Monday, February 28, 2011

The Vanity, Gluttony, and Greed of a Disposable World

We, as Catholic Christians (and any Christian for that matter), are called to be stewards, protectors of the planet. Yet, we live in a planet of disposables. There are disposable diapers, paper plates, cups, napkins, packaging, tissues, etc. And I'm only listing the single-use items, the kinds of things that we use once and then discard forever.

I recently read an article that was an "ah, ha" moment for me. The article is talking about how people are being more careful in this "post-recession" age. People are squeezing out the last of their toothpaste and are waiting until their cell phones break before buying a new one. Here is the quote that made the light bulb turn on:

“I’ve started upgrading for necessity, not vanity,” she said, adding that to do otherwise “just does feel wasteful.”

She said it, not me. To upgrade your cellphone to the newest model when your old one works just fine is vanity.

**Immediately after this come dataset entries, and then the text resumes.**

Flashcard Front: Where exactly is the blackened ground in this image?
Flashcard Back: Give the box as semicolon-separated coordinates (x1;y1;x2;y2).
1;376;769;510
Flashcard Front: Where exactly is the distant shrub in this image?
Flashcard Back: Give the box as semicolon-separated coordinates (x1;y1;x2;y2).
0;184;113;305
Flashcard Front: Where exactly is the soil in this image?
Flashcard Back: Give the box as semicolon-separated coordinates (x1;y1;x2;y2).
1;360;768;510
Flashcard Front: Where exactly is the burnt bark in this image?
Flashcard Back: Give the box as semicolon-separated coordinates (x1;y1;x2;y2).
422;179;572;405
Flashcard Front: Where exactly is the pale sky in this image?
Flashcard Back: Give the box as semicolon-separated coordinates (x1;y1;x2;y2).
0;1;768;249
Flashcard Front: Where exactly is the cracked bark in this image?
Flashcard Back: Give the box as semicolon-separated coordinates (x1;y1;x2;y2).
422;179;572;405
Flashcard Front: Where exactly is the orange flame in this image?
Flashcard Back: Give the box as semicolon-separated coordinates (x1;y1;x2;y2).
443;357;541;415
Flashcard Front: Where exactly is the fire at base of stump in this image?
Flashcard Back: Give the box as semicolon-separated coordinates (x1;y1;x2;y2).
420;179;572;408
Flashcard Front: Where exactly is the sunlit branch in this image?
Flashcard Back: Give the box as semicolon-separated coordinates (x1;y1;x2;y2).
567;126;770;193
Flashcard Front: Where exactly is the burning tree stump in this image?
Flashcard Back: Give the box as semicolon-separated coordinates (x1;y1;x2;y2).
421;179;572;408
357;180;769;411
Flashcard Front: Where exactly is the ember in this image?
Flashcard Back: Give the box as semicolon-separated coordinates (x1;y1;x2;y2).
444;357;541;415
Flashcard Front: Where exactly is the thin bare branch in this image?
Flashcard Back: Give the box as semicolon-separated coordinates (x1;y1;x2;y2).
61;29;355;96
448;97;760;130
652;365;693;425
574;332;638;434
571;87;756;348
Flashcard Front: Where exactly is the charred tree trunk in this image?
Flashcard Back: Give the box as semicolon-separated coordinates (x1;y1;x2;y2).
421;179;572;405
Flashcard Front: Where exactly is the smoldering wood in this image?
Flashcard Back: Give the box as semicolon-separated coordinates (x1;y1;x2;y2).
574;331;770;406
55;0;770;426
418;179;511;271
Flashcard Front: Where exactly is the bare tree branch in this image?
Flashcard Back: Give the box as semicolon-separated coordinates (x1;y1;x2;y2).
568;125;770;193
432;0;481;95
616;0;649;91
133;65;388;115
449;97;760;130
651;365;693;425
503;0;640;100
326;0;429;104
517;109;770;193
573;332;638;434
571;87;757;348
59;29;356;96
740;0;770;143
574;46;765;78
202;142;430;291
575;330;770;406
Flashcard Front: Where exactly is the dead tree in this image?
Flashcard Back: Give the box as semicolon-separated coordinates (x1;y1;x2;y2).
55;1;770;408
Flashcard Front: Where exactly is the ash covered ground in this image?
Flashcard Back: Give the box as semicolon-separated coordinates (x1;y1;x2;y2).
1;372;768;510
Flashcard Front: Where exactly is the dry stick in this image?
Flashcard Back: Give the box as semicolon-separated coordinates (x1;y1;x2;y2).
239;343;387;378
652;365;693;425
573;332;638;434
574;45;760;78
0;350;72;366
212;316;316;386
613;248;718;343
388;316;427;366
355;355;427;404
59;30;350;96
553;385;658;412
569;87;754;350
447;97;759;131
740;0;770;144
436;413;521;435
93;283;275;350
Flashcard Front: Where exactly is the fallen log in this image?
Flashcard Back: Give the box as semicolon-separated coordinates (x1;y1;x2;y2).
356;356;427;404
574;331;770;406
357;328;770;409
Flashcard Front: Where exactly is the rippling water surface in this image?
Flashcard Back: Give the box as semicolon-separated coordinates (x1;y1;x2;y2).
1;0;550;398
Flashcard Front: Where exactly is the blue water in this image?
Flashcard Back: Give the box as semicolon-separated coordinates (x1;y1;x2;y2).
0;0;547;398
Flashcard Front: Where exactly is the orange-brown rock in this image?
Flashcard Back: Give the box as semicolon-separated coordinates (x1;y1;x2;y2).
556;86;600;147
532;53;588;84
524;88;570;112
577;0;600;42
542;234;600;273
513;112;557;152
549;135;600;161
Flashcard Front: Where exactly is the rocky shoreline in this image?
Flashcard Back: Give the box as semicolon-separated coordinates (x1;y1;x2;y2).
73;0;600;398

The reasons why your doing it is either to 1) outdo the Jones' (vanity in other words) 2) because you can't help yourself (gluttony in other words).

Maybe I'm sounding closer to Judas than Jesus when I say this, but...couldn't that money go to the poor? But really what's happening is that cell phone is ending up in the dump (or being recycled unfortunately in China where some child is being exposed to heavy metals *sigh*). It's still, as the woman says it, "feels wasteful."

I know that in the modern world everything is so well...disposable, but I see Christians getting caught up in this spin all the time. "Hey, look at my new cellphone." This disposable mindset is bordering on at least two mortal sins depending on your motivations. I say bordering because I do realize things break to the point of not being repairable. That's a legitimate reason for upgrading.

What frustrates me is now people care enough to stop upgrading all the time. And the reasons behind it are another of the mortal sins: greed. Because of the recession, people aren't upgrading anymore. If people's motivations had been one of stewardship or to give to the needy, then those people deserve a high five. Unfortunately, I think it's only because they no longer have the money anymore.

I don't have to go far to see that people's overall giving to charities is down along with their spending habits. Would it be fair to say that if society started earning the same as before that they wouldn't give anymore than they did in the past? I would like to think that I'm wrong about this. I would like to think that the recession has taught people to be more thankful and aware of those in need, but I'm not so sure. The Great Depression happened during my grandparents time yet the affects of it did not manage to trickle down to my generation. In two generations, we went from caring for the poor and thus the environment to a disposable generation. Somewhere along our parents' generation of "peace, love, and happiness" we forgot the value of thriftiness and the virtue of temperance.

I suppose you could say I believe that this vicious cycle of thriftiness turned disposable will just continue. It doesn't help that are children are being targeted by advertisers both covertly (Disney characters on diapers) and overtly (commercials on Saturday mornings). Those companies would love for our beloved children to buy more and more stuff. This makes it harder for any Christian parent to raise their children with a sense of temperance and fortitude. I'm sure if your children don't then you know someone's who does whine about "needing" some new thing.

The article does close with a very good point:
She says there are other motivations too: “Personally, avoiding waste and using things until they’re used up seems like a common-sense way to live.”

I would also venture to say that it's the only virtuous and Christ-like way to live.

1 comment:

  1. about being disposable- I am about ready to start baking my own bread. I am so tired of the plastic! and sometimes bread comes in 2 bags- at least I reuse them, but still. It is so important to reduce the plastic we bring into the house, because even city recycling programs don't always do what they say they are doing- a lot of the recycling goes into landfills.
    If you live close to Trader Joe's- the clear hard 'plastic' boxes they use for produce is bio-degradable corn.